Der Abgeordnete von Mumias East, Peter Salasya, steht vor einem vollständigen Prozess wegen Vorwürfen der Hassrede, nachdem Versöhnungsbemühungen mit der Nationalen Kommission für Zusammenhalt und Integration gescheitert sind. Das Gericht hat die Verhandlung auf den 17. Januar 2026 angesetzt. Bei einer Verurteilung droht ihm eine Haftstrafe von drei Jahren oder eine Geldstrafe von 1 Million Ksh.
Der Hassrede-Fall des Abgeordneten von Mumias East, Peter Salasya, wird zu einem vollständigen Prozess übergehen, nachdem Vermittlungsgespräche mit der Nationalen Kommission für Zusammenhalt und Integration (NCIC) gescheitert sind. Der leitende Residenzmagistrat Paul Mutai fällte das Urteil, nachdem er erfahren hatte, dass der Versöhnungsprozess aufgrund des Ablaufs der Amtszeit der NCIC-Kommissare ins Stocken geraten war.

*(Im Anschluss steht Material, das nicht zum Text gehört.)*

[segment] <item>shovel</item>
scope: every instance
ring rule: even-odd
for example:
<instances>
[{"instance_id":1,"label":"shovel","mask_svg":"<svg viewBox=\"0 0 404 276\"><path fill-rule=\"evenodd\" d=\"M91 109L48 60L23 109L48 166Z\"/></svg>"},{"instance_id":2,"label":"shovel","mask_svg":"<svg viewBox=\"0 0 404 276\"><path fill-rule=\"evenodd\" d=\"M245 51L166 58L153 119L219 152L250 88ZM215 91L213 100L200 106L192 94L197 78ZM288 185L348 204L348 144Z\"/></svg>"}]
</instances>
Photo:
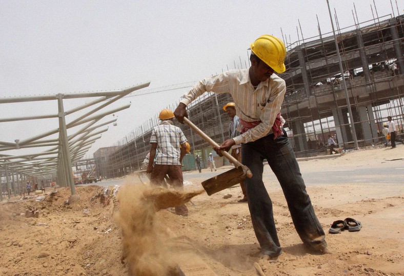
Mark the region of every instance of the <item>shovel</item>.
<instances>
[{"instance_id":1,"label":"shovel","mask_svg":"<svg viewBox=\"0 0 404 276\"><path fill-rule=\"evenodd\" d=\"M198 127L194 125L192 122L188 120L188 118L184 117L184 121L212 146L219 147L219 145L215 141L205 134ZM236 168L203 181L202 186L208 195L213 195L236 184L238 184L244 180L246 176L249 178L252 177L251 171L247 166L241 164L227 151L221 150L220 153L228 159L230 162L234 164Z\"/></svg>"}]
</instances>

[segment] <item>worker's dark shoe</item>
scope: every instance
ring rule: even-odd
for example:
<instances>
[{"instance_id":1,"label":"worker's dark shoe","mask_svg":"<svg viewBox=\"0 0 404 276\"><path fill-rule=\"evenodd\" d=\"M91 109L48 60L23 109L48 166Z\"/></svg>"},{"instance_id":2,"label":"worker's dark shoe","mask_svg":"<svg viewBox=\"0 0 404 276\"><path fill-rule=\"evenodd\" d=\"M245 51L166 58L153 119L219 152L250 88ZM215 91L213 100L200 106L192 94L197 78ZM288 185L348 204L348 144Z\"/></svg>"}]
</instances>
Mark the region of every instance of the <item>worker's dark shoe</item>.
<instances>
[{"instance_id":1,"label":"worker's dark shoe","mask_svg":"<svg viewBox=\"0 0 404 276\"><path fill-rule=\"evenodd\" d=\"M237 202L240 202L240 203L244 203L244 202L248 202L248 200L247 200L247 197L246 196L244 196L244 197L243 197L241 199L239 199L238 200L237 200Z\"/></svg>"}]
</instances>

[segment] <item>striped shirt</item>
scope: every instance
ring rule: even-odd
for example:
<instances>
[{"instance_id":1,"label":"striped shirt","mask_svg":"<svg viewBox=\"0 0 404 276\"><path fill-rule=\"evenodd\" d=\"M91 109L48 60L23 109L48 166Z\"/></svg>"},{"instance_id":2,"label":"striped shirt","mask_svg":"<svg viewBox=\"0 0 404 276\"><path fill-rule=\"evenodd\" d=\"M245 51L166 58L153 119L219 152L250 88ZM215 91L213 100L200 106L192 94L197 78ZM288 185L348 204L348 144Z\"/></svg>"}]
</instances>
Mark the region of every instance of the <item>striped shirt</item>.
<instances>
[{"instance_id":1,"label":"striped shirt","mask_svg":"<svg viewBox=\"0 0 404 276\"><path fill-rule=\"evenodd\" d=\"M172 125L168 121L163 121L152 130L150 143L157 144L156 164L158 165L179 165L179 145L187 142L183 131Z\"/></svg>"},{"instance_id":2,"label":"striped shirt","mask_svg":"<svg viewBox=\"0 0 404 276\"><path fill-rule=\"evenodd\" d=\"M280 111L286 85L284 80L273 74L254 89L250 81L249 69L233 70L199 81L184 95L180 102L188 105L206 91L230 93L237 116L247 122L261 121L255 127L233 138L238 145L255 141L272 133L272 126Z\"/></svg>"}]
</instances>

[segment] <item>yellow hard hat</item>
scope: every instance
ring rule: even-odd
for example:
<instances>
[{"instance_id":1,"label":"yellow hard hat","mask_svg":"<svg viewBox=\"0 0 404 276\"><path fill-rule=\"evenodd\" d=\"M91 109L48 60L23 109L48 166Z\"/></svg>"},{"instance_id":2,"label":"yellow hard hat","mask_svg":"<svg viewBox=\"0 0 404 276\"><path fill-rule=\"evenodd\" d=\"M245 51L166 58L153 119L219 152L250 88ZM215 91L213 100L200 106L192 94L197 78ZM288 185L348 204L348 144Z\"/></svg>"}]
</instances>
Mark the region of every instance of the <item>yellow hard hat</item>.
<instances>
[{"instance_id":1,"label":"yellow hard hat","mask_svg":"<svg viewBox=\"0 0 404 276\"><path fill-rule=\"evenodd\" d=\"M270 35L261 35L250 46L253 53L275 72L281 73L286 70L285 66L286 48L284 42L277 37Z\"/></svg>"},{"instance_id":2,"label":"yellow hard hat","mask_svg":"<svg viewBox=\"0 0 404 276\"><path fill-rule=\"evenodd\" d=\"M167 108L162 110L160 114L158 114L158 119L160 120L168 120L173 118L174 112Z\"/></svg>"},{"instance_id":3,"label":"yellow hard hat","mask_svg":"<svg viewBox=\"0 0 404 276\"><path fill-rule=\"evenodd\" d=\"M227 108L228 107L233 106L234 107L236 105L234 104L234 103L227 103L226 105L223 107L223 110L226 111L226 108Z\"/></svg>"},{"instance_id":4,"label":"yellow hard hat","mask_svg":"<svg viewBox=\"0 0 404 276\"><path fill-rule=\"evenodd\" d=\"M181 148L181 145L179 145L179 148ZM191 145L189 144L188 142L185 142L185 148L187 150L187 152L188 153L191 153Z\"/></svg>"}]
</instances>

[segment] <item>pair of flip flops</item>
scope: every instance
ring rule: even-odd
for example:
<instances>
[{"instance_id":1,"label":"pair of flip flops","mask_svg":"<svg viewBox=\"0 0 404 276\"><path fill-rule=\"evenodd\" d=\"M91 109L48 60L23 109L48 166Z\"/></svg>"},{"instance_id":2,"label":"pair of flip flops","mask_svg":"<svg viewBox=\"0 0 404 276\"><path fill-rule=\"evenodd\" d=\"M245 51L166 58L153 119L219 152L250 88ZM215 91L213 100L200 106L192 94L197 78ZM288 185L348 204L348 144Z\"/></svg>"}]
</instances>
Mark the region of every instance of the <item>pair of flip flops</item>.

Die Staatsanwältin Virginia Kariuki informierte das Gericht, dass die Kommission nicht vermitteln konnte, da ihr Mandat vor Beginn der Gespräche abgelaufen war. „Das Versöhnungsverfahren stockte nach Ablauf der Amtszeit der Kommission“, erklärte sie. Das Büro des Generalstaatsanwalts hatte zunächst eine Überweisung an die NCIC zur Bewertung und Empfehlungen beantragt, aber die Rolle der Kommission beschränkte sich auf die Bewertung, nicht auf die Feststellung von Schuld oder Unschuld.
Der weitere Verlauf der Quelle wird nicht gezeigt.